On the outskirts of town is the Super pit, the largest open cast-mining site in the world. It is several kilometers long and several more deep. This is an inverted, cylindrical pyramid, cathedral to gold mining. The colours shade from brown through yellow and rust red to crimson and then blue-grey granite, to black. Gold is extracted as efficiently and totally as current technology permits. It is estimated to last until 2021. All the stories here are of nugget finds, prospectors staking their claim, crime and murder. But above all, the beauty and prestige of gold, its romance and power to lure and allure.
We drove to Menzies and stopped briefly. Menzies is a desolate place. Anthony Gormley has cast the 51 residents in rusting iron and placed them in Lake Ballard. For posterity. Menzies has one bar and we stopped to use the toilet. We were served by an Irish woman, thin and ill-used. Standing behind the bar waiting to serve the unlikely tourist, never knowing whether any would turn up. She was still cheerful though. On the wall was a sheet of an Irish dictionary of medical terms: Cauterize (caught her eyes), Dilate (stay alive longer), colon (a punctuation), coma (a punctuation), etc. Across the road from the bar was the only shop in town, now shut for the day. A stocky aborigine strolled past it, his walk was a rolling from side to side, all loose limbed. Just down the road was a play space with bouncy castle, and other rides festooned with banners reading ‘Menzies Awareness Day’! There was the solitary child on a swing, not much of a day, then. To imagine that this was the equivalent of a shire/county headquarters. Bleak and sorry.

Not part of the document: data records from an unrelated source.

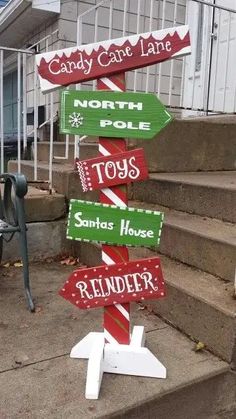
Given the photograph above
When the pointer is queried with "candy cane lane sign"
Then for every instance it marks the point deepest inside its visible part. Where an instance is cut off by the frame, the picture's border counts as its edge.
(114, 284)
(101, 172)
(109, 114)
(92, 61)
(109, 224)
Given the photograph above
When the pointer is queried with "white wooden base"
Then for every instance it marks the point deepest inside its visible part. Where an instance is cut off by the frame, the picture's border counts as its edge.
(133, 359)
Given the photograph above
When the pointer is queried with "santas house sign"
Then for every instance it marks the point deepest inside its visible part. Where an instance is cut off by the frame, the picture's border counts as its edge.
(92, 61)
(109, 224)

We drove 51 kilometres from Menzies to Lake Ballard. The road was uncovered laterite red with the dust billowing behind us and ahead of us on the few occasions when we were overtaken. On the map, Lake Ballard lay to our left but we did not see it shielded as it was by vegetation. There were surprising and sudden glimpses of bulls and cattle. Black and self satisfied, these animals grazed on the tussock-like grass or walked as on a Sunday promenade in Barcelona across the road without any caution or care. Lake Ballard itself was mostly dry. The lakebed was a white crust of salt on bare laterite red. Gormley ‘s sculptures were laid out across the lakebed. Thin stick like figures. The male ones had their penises stiff against the wind. The females, their breasts on stalks like fruit borne on the chest without any risk of flopping southwards with age. The iron was already rusting reddish ferric brown. Against the light the statues were stately even proud. They cast long shadows, thin, in the evening sun. I am not sure what essence Gormley was trying to capture or depict but the each figure was strangely solitary and insulated from the others. Is this how our lives are, ultimately? Strangers to one another even if we live in a small town of 51 souls. Terrible.

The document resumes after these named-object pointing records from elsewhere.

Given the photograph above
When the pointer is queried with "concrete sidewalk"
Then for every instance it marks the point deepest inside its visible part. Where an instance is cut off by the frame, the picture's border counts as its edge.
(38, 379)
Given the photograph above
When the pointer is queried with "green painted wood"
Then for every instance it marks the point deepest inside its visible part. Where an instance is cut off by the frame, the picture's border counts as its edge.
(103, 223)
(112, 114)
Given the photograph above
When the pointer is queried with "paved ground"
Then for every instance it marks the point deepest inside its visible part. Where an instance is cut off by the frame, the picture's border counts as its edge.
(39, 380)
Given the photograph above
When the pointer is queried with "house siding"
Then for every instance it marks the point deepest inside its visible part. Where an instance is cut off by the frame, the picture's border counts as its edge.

What urge did this drive satisfy? There is quite a literature on why human beings create art but far less why we attend to art. Was it the journey, the actual drive that was satisfying, providing opportunity for self-reflection or was there something about the art itself, some ineffable something that we grasped at, reaching for an object in the external world that points back inwards, to our subjective world? And, why was that satisfying?